Meu estômago afunda. E não sei que
força faz com que eu enxugue os olhos, cole um sorriso fingido no rosto e entre
na sala como se nada tivesse acontecido.
— Oi, Clara — diz Paty. — Eu te
chamei porque a ex-namorada do Eric
quer te conhecer.
— Ah, é mesmo? — pergunto com uma
cara de pau tirada do fundo da minha cólera borbulhante. — Como está, querido?
— digo para Eric, usando a palavra pela qual ela o chamou tantas vezes nos
últimos minutos, e abraçando-o enquanto beijo seu rosto do jeito mais terno que
consigo, dada a raiva que sinto.
Queria ter tido forças para dar um
beijo na boca dele, mas não é desta vez que consigo ser tão atrevida. De
qualquer jeito, três pares de olhos arregalados me encaram quando termino minha
ceninha e fico satisfeita com o resultado. Se é que consigo ficar satisfeita
com alguma coisa nestas alturas.
— Então você é minha parcela de
competição saudável? — diz Esther, estendendo a mão para mim. Ela me puxa e me
dá um beijo fingido no rosto, como se estivesse conhecendo uma nova amiga.
Quero arranhar a cara dela e limpar a minha com desinfetante.
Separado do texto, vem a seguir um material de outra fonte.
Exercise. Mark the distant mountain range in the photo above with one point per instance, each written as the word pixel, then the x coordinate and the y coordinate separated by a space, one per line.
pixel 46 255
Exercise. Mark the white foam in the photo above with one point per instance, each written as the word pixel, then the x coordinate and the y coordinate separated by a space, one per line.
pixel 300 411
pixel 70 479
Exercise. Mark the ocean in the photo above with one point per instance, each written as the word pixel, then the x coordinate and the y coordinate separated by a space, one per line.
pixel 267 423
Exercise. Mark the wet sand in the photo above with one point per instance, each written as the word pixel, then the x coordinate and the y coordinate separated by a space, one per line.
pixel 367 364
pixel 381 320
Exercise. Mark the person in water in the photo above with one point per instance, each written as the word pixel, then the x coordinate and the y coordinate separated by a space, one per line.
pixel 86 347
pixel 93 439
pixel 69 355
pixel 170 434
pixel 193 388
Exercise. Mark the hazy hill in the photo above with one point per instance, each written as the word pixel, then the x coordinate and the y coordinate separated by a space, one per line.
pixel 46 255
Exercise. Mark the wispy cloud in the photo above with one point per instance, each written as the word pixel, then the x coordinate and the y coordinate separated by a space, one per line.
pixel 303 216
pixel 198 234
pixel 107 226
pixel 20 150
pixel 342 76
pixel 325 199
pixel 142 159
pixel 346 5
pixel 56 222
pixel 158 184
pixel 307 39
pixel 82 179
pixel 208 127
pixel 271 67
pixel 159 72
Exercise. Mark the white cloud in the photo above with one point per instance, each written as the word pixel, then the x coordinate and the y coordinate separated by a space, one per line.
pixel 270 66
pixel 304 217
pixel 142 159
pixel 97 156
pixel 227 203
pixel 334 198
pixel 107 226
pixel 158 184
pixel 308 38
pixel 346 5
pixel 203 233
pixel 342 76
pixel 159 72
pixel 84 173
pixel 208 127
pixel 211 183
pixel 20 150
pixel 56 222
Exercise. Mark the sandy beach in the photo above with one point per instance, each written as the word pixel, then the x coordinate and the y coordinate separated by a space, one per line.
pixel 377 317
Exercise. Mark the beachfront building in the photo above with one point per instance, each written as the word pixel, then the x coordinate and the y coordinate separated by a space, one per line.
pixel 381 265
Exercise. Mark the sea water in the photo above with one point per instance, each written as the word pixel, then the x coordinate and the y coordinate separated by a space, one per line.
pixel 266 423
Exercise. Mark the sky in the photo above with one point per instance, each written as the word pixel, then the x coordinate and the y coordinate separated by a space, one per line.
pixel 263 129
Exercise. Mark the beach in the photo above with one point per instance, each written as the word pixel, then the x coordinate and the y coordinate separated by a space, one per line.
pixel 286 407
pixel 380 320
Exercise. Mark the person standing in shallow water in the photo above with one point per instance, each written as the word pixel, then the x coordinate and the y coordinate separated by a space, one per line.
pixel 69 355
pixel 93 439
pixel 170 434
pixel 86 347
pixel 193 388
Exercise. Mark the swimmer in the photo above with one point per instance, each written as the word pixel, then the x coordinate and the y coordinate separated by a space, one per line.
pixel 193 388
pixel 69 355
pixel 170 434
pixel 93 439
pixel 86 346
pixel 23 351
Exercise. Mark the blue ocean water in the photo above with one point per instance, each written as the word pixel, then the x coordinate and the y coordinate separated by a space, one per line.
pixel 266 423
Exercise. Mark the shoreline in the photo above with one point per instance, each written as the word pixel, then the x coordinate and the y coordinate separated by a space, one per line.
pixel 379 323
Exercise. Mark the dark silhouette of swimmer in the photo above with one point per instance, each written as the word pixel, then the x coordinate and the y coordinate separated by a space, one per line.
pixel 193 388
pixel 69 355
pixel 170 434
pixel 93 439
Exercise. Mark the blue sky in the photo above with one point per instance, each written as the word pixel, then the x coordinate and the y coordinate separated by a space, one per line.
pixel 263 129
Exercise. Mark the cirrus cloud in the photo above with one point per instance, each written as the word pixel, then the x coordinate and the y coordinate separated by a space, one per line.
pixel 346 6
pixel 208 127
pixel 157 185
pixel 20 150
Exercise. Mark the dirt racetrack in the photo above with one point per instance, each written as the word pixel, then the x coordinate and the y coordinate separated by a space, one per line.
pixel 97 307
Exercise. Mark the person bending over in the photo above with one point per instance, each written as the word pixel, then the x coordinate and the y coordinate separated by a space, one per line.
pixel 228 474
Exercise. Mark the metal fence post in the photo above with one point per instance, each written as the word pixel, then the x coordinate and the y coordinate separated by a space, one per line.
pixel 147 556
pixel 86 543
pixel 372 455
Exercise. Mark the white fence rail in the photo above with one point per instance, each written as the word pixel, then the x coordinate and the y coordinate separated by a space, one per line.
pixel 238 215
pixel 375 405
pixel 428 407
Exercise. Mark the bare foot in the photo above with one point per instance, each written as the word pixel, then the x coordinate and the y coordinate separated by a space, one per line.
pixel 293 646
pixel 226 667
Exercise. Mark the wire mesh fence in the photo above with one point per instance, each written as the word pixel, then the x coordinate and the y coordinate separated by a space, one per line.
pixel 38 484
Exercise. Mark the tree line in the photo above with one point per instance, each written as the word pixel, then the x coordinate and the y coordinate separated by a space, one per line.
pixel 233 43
Céus! Como eu
quero! Nunca me senti assim. É terrível! — Esse é o seu jeito de se fazer de
difícil, querido? — ela pergunta para um Eric mortificado. — Podia fazer
melhor.
Diante do desdém dela por mim, Eric
se irrita e a arrasta pelo braço para fora dali.
— Já chega disso, Esther. Está na
hora de você cair fora — ainda consigo ouvi-lo dizer.
Paty olha para mim com orgulho e
raiva emanando dela em todas as direções.
— Na hora que você quiser,
Branquinha. A gente parte a cara dela na hora que você quiser.